Erin Lebar Multimedia producer
Erin Lebar is a multimedia producer who spends most of her time writing music- and culture-related stories for the Arts & Life section. She also co-hosts the Winnipeg Free Press's weekly pop-culture podcast, Bury the Lede.
Some of the Free Press arts department staff weigh in with their favourite tracks of the year:
I'm going to go ahead and call it: Lizzo's lusty ode to boys is the best song of 2018. One of two bangers the Minneapolis-based rapper dropped this year, Boys pairs bottom-heavy bass with Prince-inspired guitars in a fun and funky romp that celebrates both sexuality and body positivity. (The guitars aren't the only tribute to the Purple One, who Lizzo has worked with by the way; in the Boys music video, she references his 1977 photo shoot in front of the Schmitt Music Building's iconic music note mural in downtown Minneapolis.)
– Jen Zoratti
Knockin' on Your Screen Door, John Prine
John Prine has made a long and storied career writing and singing songs of either poignant moments that can put a difficult issue into perspective (Sam Stone) or amusing esoteric instances, which is where Knockin' on Your Screen Door fits.
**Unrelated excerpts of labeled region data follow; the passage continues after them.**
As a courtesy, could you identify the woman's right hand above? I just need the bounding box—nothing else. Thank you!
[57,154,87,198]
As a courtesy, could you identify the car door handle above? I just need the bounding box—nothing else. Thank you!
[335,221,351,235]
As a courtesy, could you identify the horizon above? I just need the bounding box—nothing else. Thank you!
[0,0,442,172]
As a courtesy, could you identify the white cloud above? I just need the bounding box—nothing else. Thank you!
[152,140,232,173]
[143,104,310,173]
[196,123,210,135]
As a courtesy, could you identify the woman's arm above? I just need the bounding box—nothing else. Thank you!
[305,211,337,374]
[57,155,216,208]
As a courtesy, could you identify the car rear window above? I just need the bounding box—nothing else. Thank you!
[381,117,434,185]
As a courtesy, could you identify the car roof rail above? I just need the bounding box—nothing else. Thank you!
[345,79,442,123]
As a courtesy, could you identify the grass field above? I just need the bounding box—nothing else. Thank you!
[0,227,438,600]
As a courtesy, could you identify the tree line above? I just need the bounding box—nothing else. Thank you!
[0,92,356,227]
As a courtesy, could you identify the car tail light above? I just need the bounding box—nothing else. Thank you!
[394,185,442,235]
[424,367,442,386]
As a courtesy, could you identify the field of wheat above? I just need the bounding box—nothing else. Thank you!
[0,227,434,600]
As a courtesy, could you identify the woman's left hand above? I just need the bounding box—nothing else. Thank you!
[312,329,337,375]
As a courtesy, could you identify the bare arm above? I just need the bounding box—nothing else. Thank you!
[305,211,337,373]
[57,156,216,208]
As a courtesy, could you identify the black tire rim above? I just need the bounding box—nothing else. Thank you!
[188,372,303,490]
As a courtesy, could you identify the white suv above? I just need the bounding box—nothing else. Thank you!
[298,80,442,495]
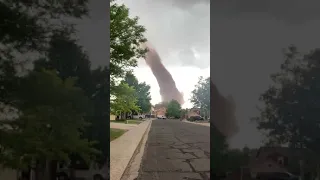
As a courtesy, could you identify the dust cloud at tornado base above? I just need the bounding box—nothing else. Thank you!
[143,43,238,138]
[143,43,184,105]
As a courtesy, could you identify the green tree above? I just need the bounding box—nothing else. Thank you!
[0,71,97,172]
[253,46,320,152]
[166,100,181,118]
[34,33,110,167]
[124,73,152,113]
[190,76,210,115]
[0,0,88,113]
[110,1,147,94]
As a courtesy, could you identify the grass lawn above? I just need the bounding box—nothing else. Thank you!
[111,119,143,124]
[110,128,126,141]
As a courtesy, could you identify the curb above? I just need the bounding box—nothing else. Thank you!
[110,120,152,180]
[182,121,210,127]
[121,119,152,180]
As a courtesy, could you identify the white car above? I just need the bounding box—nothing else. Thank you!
[133,114,146,119]
[157,115,167,119]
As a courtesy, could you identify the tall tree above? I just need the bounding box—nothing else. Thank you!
[35,33,110,167]
[253,46,320,151]
[166,100,181,118]
[110,1,146,94]
[124,72,152,113]
[0,71,97,172]
[0,0,88,113]
[190,76,210,112]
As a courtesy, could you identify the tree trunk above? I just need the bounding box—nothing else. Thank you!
[44,159,51,180]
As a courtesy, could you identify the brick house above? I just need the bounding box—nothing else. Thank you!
[154,107,167,116]
[187,108,200,118]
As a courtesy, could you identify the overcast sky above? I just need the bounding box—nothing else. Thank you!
[118,0,210,108]
[75,0,320,147]
[211,0,320,147]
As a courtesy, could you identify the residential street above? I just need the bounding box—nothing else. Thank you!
[138,120,210,180]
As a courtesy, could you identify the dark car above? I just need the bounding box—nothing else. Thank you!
[190,116,204,121]
[256,172,299,180]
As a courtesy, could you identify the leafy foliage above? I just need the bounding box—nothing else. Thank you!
[166,100,181,118]
[190,77,210,111]
[110,82,140,115]
[110,2,146,91]
[1,71,97,167]
[35,33,110,164]
[253,46,320,151]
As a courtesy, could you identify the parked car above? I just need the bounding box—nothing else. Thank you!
[133,114,146,119]
[189,116,204,121]
[57,163,109,180]
[157,115,167,119]
[256,172,299,180]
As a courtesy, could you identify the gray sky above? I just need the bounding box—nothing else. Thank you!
[211,0,320,147]
[117,0,210,108]
[77,0,110,67]
[75,0,320,147]
[74,0,210,107]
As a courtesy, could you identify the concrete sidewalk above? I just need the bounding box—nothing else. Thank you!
[182,120,210,127]
[110,120,152,180]
[110,122,138,130]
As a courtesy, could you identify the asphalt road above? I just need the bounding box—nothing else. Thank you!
[137,120,210,180]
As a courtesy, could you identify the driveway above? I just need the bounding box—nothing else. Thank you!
[137,120,210,180]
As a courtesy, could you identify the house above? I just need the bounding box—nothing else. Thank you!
[249,147,317,177]
[187,108,200,118]
[110,114,116,121]
[154,107,167,116]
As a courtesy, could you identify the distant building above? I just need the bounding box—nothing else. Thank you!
[187,108,200,118]
[154,107,167,116]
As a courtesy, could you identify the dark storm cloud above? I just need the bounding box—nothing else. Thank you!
[211,0,320,24]
[76,0,110,67]
[118,0,210,68]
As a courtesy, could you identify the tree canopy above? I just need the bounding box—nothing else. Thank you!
[110,1,147,94]
[0,70,97,167]
[253,46,320,151]
[110,82,140,115]
[190,76,210,112]
[166,100,181,118]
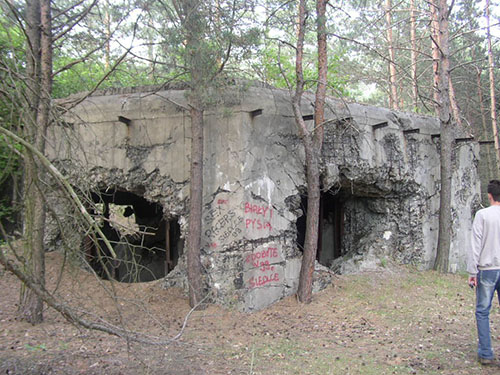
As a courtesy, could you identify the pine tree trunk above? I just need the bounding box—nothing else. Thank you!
[486,0,500,172]
[19,0,52,324]
[434,0,454,272]
[293,0,328,303]
[410,0,418,112]
[385,0,399,110]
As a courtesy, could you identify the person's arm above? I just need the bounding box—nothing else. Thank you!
[468,276,476,288]
[467,214,483,286]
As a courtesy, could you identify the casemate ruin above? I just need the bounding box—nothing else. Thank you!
[48,85,480,311]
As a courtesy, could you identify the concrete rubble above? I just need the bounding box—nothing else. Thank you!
[48,85,480,311]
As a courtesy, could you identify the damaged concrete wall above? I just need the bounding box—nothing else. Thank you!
[49,86,479,311]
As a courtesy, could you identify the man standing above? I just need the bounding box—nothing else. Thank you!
[467,180,500,365]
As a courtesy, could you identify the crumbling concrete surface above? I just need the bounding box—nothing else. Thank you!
[49,86,479,311]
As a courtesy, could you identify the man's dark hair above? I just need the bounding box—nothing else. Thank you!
[488,180,500,202]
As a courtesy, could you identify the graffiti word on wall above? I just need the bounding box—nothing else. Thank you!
[245,202,273,231]
[203,203,242,247]
[245,247,280,289]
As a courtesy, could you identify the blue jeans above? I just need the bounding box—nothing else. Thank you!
[476,270,500,359]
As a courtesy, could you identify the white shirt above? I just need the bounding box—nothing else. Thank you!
[467,205,500,275]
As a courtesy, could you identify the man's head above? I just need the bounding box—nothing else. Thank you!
[488,180,500,202]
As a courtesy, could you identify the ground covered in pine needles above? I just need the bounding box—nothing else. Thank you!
[0,253,500,375]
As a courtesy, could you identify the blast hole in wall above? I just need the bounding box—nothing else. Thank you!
[82,189,183,283]
[296,191,344,267]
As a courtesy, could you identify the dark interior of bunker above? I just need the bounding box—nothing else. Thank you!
[81,189,183,283]
[297,191,345,267]
[296,186,396,271]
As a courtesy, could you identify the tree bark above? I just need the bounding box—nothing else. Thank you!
[175,0,208,308]
[186,100,203,307]
[410,0,418,112]
[19,0,52,324]
[431,0,453,272]
[292,0,328,303]
[429,0,440,106]
[476,66,498,180]
[385,0,399,110]
[486,0,500,172]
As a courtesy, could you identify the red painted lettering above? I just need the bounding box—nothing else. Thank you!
[248,272,280,289]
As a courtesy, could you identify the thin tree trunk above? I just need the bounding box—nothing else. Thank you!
[486,0,500,171]
[385,0,399,110]
[293,0,328,303]
[19,0,52,324]
[410,0,418,112]
[177,0,207,309]
[449,76,463,129]
[104,8,111,70]
[429,0,440,106]
[186,100,203,307]
[476,66,498,180]
[434,0,453,272]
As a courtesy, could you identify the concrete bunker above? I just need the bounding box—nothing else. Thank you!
[82,189,183,283]
[296,190,347,267]
[47,85,479,311]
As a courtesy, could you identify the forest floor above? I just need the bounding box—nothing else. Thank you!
[0,253,500,375]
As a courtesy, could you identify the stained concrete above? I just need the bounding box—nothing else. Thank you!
[48,85,479,311]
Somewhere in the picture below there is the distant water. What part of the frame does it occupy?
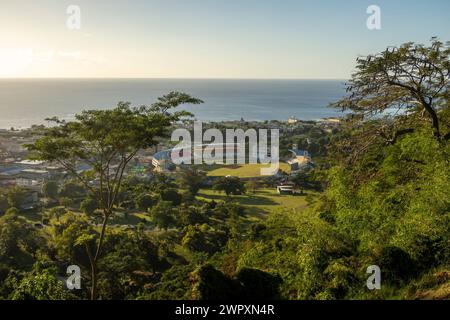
[0,79,344,128]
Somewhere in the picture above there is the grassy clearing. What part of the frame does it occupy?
[208,162,291,178]
[198,188,308,214]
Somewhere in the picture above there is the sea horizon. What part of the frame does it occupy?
[0,78,345,129]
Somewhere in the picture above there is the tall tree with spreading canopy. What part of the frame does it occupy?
[27,92,202,299]
[335,38,450,142]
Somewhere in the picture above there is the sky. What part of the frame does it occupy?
[0,0,450,79]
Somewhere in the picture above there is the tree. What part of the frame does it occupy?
[335,38,450,141]
[27,92,202,299]
[42,181,58,199]
[135,194,156,211]
[7,187,26,209]
[180,166,206,196]
[0,194,9,214]
[80,198,98,215]
[291,170,315,194]
[149,201,176,230]
[213,177,245,196]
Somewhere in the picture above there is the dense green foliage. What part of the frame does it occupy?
[0,40,450,300]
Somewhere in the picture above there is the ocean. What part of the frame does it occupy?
[0,79,345,129]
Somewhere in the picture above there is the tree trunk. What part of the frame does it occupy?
[91,261,98,300]
[91,212,111,300]
[422,99,441,141]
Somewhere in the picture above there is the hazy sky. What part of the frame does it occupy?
[0,0,450,79]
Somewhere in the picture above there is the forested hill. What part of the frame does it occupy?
[0,39,450,300]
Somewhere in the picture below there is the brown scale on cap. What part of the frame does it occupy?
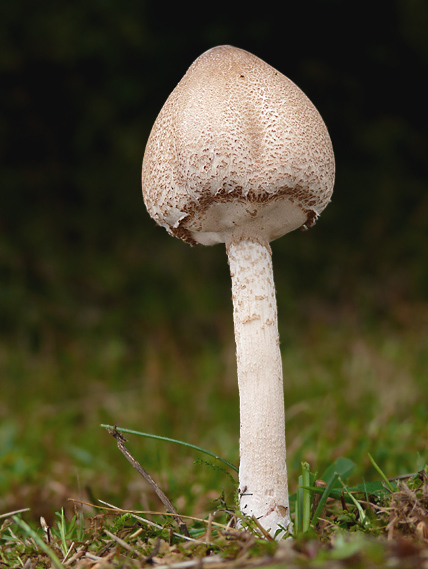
[143,46,334,245]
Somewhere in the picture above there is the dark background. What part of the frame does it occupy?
[0,0,428,360]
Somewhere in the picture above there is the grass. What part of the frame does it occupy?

It's a song about an old and lonely man who has next to nothing looking back on when he was in "high cotton." It's classic country, but these days, music like Prine's has been hived off into the Americana section, which can often be pigeon-holed as music for old folks. This bouncy number is good enough for everyone.
— Alan Small
This Is America, Childish Gambino
This incendiary single from American rapper Childish Gambino (a.k.a. actor/writer Donald Glover) — which spawned a thousand hot takes and almost as many eggheaded analyses — is almost impossible to separate from its shocking gut-punch of a video. The way the song seesaws between elated Afro-pop and gospel and ominous trap beats, punctuated by gunshots, is a blend of politics and entertainment that seems to sum up 2018.
— Jill Wilson
Breathin, Ariana Grande
Sweetener, Ariana Grande’s fourth studio record, is riddled with catchy commercial pop/R&B jams (see hits God is a Woman, No Tears Left to Cry, etc.), but none bring the slick synthpop quite like Breathin. Despite the lyrics essentially being about anxiety, there’s an underlying confidence and swagger to Grande’s ultra-catchy chorus and her strong vocal delivery throughout.